22 SES 10 D, Student Movement and Migration
The process of applications to higher education (HE) undergraduate courses in the UK is now paperless. This technological move has enhanced this process twofold. Firstly, it supports an identical screening of each application. Secondly, each institution’s admission portal connected to the national system systematically highlights any non-traditional application according to each institution’s criteria.
Our paper explains how a further use of technology that synthetises secondary school data can support an institution’s policy to widen access and participation from students beyond its traditional catchment areas, in particular those living in remote areas.

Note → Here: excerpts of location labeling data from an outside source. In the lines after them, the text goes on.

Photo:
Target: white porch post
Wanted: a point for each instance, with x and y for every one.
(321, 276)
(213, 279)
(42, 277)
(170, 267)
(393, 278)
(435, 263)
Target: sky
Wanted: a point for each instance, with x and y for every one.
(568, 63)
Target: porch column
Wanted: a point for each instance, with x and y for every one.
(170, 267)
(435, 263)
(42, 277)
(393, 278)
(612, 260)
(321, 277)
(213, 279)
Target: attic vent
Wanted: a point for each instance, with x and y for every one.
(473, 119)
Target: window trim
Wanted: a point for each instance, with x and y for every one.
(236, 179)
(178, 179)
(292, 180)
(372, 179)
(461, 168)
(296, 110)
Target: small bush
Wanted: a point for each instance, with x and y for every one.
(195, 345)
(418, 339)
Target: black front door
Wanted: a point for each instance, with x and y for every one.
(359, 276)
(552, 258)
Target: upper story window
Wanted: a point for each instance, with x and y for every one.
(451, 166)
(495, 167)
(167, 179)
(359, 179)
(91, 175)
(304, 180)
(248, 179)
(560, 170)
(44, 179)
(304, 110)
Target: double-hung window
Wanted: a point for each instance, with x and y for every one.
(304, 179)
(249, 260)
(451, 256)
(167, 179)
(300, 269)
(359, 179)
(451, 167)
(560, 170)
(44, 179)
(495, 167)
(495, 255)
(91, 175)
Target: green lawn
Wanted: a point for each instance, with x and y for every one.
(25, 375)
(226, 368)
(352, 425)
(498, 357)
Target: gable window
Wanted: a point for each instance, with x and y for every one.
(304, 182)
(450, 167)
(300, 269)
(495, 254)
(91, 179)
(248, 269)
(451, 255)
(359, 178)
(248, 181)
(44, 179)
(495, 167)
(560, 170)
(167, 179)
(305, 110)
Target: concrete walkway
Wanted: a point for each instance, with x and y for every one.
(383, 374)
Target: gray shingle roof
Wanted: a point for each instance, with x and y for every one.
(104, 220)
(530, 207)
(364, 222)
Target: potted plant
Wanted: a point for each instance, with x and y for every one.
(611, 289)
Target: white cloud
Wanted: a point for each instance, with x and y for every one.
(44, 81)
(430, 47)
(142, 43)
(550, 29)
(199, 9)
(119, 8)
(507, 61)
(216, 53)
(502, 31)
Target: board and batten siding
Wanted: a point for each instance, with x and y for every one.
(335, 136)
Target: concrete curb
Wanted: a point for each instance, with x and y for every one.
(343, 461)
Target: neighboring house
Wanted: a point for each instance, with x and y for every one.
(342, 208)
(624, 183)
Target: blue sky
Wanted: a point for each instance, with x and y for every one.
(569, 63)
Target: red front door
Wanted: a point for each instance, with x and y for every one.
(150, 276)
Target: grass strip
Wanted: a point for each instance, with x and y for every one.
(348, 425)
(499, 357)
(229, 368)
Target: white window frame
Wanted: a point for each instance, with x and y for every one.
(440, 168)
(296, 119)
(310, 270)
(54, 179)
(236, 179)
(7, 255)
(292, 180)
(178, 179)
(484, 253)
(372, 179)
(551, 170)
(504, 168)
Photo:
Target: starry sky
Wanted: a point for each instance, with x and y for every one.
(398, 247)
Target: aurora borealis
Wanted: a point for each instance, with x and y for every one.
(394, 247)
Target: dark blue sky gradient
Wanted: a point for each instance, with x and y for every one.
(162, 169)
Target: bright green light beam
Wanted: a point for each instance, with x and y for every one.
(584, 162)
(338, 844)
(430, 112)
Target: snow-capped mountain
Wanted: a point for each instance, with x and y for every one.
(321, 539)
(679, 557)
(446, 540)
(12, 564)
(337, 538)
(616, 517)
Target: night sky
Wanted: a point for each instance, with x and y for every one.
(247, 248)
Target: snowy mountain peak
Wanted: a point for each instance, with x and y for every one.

Recent research has highlighted that students from Scottish rural communities are less likely to progress to HE than students from elsewhere and the majority of these students do not live in the 20% most deprived areas in Scotland. In the Scottish context regarding widening access to university, this could be problematic. Indeed, the aim of the current policy of the Scottish government is to reach at least 20% of university entrants to come from the most deprived 20% of the population. As a result, although Scotland is rural at 75% and the progression to HE of these students is lower than the national average, many of them are not included in this current policy.
Our paper explains how this exclusion could be prevented at institutional level thanks to a further use of technology. It describes how to integrate publicly secondary school data into the screening process of an institution’s admission portal while maintining equitable treatment of all applicants to the institution’s courses.